Bug 1416041 - NFS-Ganesha service stops while running IO from multiple clients
Summary: NFS-Ganesha service stops while running IO from multiple clients
Status: CLOSED ERRATA
Alias: None
Product: Red Hat Ceph Storage
Classification: Red Hat
Component: RGW
Version: 2.2
Hardware: Unspecified
OS: Linux
unspecified
high
Target Milestone: rc
: 2.3
Assignee: Matt Benjamin (redhat)
QA Contact: Ramakrishnan Periyasamy
URL:
Whiteboard:
Keywords:
Depends On:
Blocks:
TreeView+ depends on / blocked
 
Reported: 2017-01-24 12:52 UTC by Ramakrishnan Periyasamy
Modified: 2017-07-30 15:50 UTC (History)
11 users (show)

(edit)
Clone Of:
(edit)
Last Closed: 2017-06-19 13:28:59 UTC


Attachments (Terms of Use)


External Trackers
Tracker ID Priority Status Summary Last Updated
Red Hat Product Errata RHBA-2017:1497 normal SHIPPED_LIVE Red Hat Ceph Storage 2.3 bug fix and enhancement update 2017-06-19 17:24:11 UTC
Ceph Project Bug Tracker 19111 None None None 2017-02-28 21:36 UTC
Ceph Project Bug Tracker 19112 None None None 2017-03-01 02:36 UTC

Description Ramakrishnan Periyasamy 2017-01-24 12:52:55 UTC
Description of problem:
NFS-Ganesha service stops while running IO from different NFS client but on same directory


Version-Release number of selected component (if applicable):
Ceph: 10.2.5-7.el7cp (59e9fee4a935fdd2bc8197e07596dc4313c410a3)
NFS version: nfs-ganesha-rgw-2.4.1-3.el7cp.x86_64
RHEL: 7.3

How reproducible:
2/2

Steps to Reproduce:
1. Configure cluster, RGW and NFS 
2. Mount NFS in 3 clients.
3. Create one directory in NFS mount
4. Used below mentioned tool for creating files and folders, Run from all the clients on same directory cmd used "  python smallfile_cli.py --operation create  --threads 8 --file-size 1024 --files 2048 --top /mnt/nf/smallfileio/"
https://github.com/bengland2/smallfile
5. IO's failed on 1 one client and mount point was not accessible, "ls" command is hung.
6. Observed ganesha service not running.

Actual results:
Ganesha service is stopped

Expected results:
Ganesha service should not stop and mount should be accessible from all clients.

Additional info:
Not seeing any failure messages in Ganesha logs or rgw logs.

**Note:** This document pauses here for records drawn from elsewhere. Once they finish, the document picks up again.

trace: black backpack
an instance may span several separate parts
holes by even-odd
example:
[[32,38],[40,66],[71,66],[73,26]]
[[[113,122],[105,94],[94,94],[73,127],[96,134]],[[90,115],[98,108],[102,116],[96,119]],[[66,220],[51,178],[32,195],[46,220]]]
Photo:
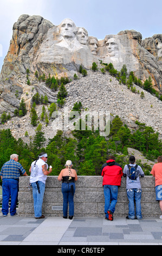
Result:
[[129,175],[127,176],[131,180],[136,180],[138,175],[137,175],[137,168],[138,167],[138,164],[135,164],[135,166],[131,166],[129,164],[127,164],[127,166],[129,169]]

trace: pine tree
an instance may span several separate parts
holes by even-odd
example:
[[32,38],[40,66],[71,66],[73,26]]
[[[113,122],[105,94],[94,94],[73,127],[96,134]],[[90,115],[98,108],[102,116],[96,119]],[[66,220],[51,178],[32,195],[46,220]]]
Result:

Comment 5 Ramakrishnan Periyasamy 2017-01-25 12:43:21 UTC
Hi Matt,

With same test scenario in latest build (ceph:10.2.5-12.el7cp, NFS:nfs-ganesha-rgw-2.4.2-1.el7cp.x86_64), observing below crash in rgw

   -1> 2017-01-25 12:35:39.154179 7f5141bf7700  1 -- 10.8.128.23:0/2521978547 <== osd.4 10.8.128.112:6804/2834 3550 ==== osd_op_reply(9093 .dir.95173e61-a772-4331-bfda-20f2d5f4d9ce.53603.1 
[call] v57'102548 uv102548 ondisk = 0) v7 ==== 169+0+0 (3525528611 0 0) 0x7f511c01eb60 con 0x7f516a7c8ec0
     0> 2017-01-25 12:35:39.154175 7f4fd4944700 -1 *** Caught signal (Segmentation fault) **
 in thread 7f4fd4944700 thread_name:ganesha.nfsd

 ceph version 10.2.5-12.el7cp (8614488f8c3e7a9be34e58fb1aaf23416156152c)
 1: (()+0x56dc0a) [0x7f515acf0c0a]
 2: (()+0xf370) [0x7f5167545370]
 3: (rgw::RGWLibFS::getattr(rgw::RGWFileHandle*, stat*)+0) [0x7f515ac86860]
 4: (rgw_getattr()+0x11) [0x7f515ac86d31]
 5: (rgw_fsal_open2()+0x7a6) [0x7f51643dfbb6]
 6: (mdcache_open2()+0x34f) [0x7f516908614f]
 7: (fsal_open2()+0x1fb) [0x7f5168fbacfb]
 8: (()+0x2b386) [0x7f5168fa6386]
 9: (nfs4_op_open()+0xaa9) [0x7f5168fee8a9]
 10: (nfs4_Compound()+0x63d) [0x7f5168fe0ded]
 11: (nfs_rpc_execute()+0x5bc) [0x7f5168fd1f9c]
 12: (()+0x585fa) [0x7f5168fd35fa]
 13: (()+0xe2289) [0x7f516905d289]
 14: (()+0x7dc5) [0x7f516753ddc5]
 15: (clone()+0x6d) [0x7f5166c0c73d]

Comment 12 Ramakrishnan Periyasamy 2017-02-07 06:03:22 UTC
Moving the bug to verified state.
Problem not seen in below build
ceph: 10.2.5-21.el7cp (4a76f1521d766e24af2b265f9809a6bff411bf12)
nfs-rgw: nfs-ganesha-rgw-2.4.2-4.el7cp.x86_64

Comment 13 Hemanth Kumar 2017-02-10 08:44:10 UTC
NFS ganesha service stopped again while running multiple IO operations across multiple clients...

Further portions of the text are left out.